A bigger person than me might have an attitude of 'let a thousand flowers bloom' to solve the two language problem, and, sure, it's probable that Julia will learn from Mojo as Mojo already has learned from Julia. But I can't help the feeling that the two languages compete in a zero-sum game, at least to some extent. When I talk to my colleagues, half of them have no interest in high performance computing, and most others have resigned themselves to only doing the analyses that existing C libraries allow them to do, believing that writing new low-level routines is the job of someone else, probably computer scientists. Because they're not programming language nerds like me, they will use the tools that are at hand, without caring about their technical merit. If more money is spent on sanding the edges off a technically worse solution, then they will stick with it until the end of time, and not demand something better.

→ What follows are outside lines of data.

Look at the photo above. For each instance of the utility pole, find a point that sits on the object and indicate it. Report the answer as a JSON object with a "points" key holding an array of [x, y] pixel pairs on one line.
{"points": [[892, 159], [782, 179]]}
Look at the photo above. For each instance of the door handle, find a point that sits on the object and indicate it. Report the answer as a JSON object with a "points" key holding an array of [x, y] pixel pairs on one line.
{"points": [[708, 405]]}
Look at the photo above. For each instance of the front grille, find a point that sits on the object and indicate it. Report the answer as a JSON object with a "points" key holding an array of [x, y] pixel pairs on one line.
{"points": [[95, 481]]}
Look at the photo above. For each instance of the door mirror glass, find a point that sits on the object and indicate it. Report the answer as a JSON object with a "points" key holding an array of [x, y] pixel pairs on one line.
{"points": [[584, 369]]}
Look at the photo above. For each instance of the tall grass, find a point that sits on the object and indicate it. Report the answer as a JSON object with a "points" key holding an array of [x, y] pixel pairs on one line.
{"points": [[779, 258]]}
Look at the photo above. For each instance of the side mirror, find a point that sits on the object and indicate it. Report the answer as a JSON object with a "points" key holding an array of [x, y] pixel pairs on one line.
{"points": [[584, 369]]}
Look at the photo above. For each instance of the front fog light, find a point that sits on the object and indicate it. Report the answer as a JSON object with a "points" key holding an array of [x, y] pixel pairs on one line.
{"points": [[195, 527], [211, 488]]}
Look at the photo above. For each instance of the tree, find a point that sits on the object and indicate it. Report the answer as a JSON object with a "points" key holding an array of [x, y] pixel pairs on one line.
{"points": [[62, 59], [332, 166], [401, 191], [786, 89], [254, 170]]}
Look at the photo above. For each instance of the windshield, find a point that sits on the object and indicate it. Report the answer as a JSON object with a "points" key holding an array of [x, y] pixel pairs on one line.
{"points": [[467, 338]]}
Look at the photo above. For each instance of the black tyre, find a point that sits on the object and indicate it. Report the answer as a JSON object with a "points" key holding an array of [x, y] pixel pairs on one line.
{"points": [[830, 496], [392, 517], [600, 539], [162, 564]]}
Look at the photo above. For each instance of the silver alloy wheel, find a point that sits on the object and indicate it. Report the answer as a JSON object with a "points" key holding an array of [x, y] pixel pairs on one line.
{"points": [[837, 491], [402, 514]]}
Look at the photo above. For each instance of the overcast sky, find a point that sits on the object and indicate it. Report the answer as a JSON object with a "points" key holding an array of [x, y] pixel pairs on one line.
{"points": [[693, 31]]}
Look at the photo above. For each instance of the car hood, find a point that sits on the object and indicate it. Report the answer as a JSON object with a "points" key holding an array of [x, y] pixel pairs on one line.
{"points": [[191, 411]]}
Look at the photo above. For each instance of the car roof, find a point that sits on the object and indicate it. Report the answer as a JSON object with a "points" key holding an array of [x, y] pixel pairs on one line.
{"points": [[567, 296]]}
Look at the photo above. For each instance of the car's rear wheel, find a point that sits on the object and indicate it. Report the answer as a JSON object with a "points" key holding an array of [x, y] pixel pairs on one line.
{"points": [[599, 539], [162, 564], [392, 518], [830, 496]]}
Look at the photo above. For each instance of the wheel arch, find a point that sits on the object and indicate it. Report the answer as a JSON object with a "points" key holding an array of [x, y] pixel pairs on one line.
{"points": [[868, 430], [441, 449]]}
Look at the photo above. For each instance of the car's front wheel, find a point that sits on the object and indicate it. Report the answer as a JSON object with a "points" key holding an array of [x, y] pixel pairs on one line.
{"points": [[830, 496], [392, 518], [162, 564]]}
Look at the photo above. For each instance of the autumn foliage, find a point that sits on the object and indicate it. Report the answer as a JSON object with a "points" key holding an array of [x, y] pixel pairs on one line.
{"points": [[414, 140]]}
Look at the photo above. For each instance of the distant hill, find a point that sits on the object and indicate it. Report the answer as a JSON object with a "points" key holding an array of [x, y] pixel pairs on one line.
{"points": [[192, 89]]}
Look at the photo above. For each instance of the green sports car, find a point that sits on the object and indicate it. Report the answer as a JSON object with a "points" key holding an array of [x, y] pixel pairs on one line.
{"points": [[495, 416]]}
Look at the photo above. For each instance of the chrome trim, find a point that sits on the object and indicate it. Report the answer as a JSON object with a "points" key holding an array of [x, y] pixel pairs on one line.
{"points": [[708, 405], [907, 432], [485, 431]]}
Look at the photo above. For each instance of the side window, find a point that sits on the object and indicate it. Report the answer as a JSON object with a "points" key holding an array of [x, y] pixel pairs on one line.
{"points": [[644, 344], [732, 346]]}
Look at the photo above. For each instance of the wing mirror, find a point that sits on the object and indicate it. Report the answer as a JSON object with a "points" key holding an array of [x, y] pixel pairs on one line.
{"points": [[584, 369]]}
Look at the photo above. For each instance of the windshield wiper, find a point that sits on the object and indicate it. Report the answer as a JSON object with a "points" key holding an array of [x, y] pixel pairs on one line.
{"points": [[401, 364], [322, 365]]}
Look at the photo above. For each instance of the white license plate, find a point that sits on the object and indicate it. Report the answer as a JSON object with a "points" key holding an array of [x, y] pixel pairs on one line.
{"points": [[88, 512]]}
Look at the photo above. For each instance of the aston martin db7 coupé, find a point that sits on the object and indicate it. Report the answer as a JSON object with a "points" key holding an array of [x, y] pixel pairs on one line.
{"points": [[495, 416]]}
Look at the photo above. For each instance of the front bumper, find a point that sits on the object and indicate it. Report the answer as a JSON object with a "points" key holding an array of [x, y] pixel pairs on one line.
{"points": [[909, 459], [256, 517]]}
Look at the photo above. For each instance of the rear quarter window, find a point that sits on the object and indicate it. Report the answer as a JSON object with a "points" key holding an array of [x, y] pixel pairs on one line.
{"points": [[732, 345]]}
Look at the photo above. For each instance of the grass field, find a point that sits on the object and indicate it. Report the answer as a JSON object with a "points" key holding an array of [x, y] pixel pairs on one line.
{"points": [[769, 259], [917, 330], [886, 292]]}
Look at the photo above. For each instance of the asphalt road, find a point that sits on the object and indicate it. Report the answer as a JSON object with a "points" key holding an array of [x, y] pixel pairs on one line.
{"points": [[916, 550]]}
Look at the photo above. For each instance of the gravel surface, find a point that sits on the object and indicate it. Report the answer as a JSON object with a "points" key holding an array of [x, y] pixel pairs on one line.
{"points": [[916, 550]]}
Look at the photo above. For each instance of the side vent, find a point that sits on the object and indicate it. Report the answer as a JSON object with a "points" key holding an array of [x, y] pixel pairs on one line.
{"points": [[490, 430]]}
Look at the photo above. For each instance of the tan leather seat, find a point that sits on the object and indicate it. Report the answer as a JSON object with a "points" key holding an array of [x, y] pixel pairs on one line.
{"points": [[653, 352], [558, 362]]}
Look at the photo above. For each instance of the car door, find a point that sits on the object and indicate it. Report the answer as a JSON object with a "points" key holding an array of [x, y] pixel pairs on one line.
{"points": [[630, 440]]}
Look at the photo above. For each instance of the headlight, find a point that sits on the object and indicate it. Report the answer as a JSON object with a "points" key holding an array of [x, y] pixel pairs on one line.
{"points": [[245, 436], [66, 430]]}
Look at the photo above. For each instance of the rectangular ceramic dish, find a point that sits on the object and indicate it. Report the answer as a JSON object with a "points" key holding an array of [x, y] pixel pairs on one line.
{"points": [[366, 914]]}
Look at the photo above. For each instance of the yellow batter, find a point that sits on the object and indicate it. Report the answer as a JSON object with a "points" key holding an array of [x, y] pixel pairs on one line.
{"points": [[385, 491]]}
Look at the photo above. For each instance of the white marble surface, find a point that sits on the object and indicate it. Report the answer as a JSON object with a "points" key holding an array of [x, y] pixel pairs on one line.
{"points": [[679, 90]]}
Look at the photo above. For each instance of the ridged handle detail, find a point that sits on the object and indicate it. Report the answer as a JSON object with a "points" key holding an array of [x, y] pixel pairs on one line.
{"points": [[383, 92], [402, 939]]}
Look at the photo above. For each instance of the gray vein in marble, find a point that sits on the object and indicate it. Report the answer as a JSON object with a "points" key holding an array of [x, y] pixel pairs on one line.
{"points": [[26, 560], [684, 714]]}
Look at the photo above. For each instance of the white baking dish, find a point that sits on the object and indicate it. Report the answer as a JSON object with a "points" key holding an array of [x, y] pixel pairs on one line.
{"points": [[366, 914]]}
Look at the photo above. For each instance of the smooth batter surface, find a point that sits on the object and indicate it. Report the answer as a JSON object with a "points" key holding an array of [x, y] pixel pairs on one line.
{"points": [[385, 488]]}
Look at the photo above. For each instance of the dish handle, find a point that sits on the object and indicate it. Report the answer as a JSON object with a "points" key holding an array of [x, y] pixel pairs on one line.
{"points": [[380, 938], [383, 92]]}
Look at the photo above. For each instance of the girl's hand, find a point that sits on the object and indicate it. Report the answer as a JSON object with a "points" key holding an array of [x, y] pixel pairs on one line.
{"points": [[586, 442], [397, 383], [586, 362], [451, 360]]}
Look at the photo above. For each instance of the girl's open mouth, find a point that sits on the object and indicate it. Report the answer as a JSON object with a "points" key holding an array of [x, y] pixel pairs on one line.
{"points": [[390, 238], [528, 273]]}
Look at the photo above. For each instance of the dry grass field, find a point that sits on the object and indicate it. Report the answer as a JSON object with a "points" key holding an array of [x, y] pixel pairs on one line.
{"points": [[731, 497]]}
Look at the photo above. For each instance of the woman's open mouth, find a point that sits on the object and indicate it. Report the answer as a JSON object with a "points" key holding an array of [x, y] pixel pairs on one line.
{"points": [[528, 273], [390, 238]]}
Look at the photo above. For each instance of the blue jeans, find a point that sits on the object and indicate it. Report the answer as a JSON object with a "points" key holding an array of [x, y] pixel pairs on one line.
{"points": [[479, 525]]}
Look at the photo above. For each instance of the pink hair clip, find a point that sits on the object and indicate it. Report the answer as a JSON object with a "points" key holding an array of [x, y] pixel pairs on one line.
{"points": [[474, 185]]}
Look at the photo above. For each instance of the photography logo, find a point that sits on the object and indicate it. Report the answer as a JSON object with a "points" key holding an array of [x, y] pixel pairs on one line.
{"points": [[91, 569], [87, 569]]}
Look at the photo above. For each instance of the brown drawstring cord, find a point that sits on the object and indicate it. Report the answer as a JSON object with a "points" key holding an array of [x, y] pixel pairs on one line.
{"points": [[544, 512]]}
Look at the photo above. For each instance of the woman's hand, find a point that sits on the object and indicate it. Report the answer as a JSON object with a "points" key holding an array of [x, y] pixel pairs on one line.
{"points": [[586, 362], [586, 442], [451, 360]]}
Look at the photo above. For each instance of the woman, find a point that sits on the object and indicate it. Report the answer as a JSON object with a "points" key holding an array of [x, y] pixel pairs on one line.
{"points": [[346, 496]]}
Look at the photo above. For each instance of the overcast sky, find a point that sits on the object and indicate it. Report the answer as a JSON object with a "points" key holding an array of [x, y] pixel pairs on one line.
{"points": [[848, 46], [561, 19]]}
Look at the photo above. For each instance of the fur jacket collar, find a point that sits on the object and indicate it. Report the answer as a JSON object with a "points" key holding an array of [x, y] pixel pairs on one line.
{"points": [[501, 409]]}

Does Mojo bring real value to the Python ecosystem? To me it's still too early to tell. I'm glad someone of the calibre of Chris Lattner is working on breaking the two-language barrier, but I wished he had joined forces with those who have been solving the problem the last decade in Julia-land.

[1] I've looked at commit 42ba5bc. The repository has been updated since, so the code listed in this blog post might be out of date by the time you read this.
[2] I've found that when you mention that DNA is the basis of heritability, people will appear from thin air and argue about epigenetics. But I believe epigenetics is a rounding error compared to the DNA sequence when we talk about heritability and the medium of evolution. I don't doubt that e.g. chromatin accessibility is an important parameter in cells, but let's not conflate the biological state of a cell with a heiritable signal which is stable enough to be acted on over evolutionary time.
[3] Some programmers wonder why DNA is usually saved encoded in plaintext. Isn't that inefficient, considering the cost of storage for terabyte-sized DNA datasets? Nope. It's usually stored gzip-compressed at decompressed on the fly when used. DNA compresses well, and the plaintext format allows extra metadata to be written directly into the file, as well as being much easier to parse. There are some more efficient formats, like CRAM, which are used in some large-scale projects, but in my subfield of microbial metagenomics, I can't recall ever having worked with a CRAM file.
[4] Only partially the reason - Needletail has two more reasons it's faster. First, Rust's memchr crate used by Needletail is much more optimised than Julia's Automa.jl used by FASTX.jl, and Automa.jl probably can't be optimised to the same level because Julia doesn't support platform-specific SIMD code yet. Second, Rust's borrowchecker makes it safe for Needletail to return a view into the active file buffer. This would be totally reckless in Julia, so we need to copy the bytes out to a separate buffer first (we actually need to do two copies of each byte, since Julia's IO is buffered by default, using an inaccessible buffer).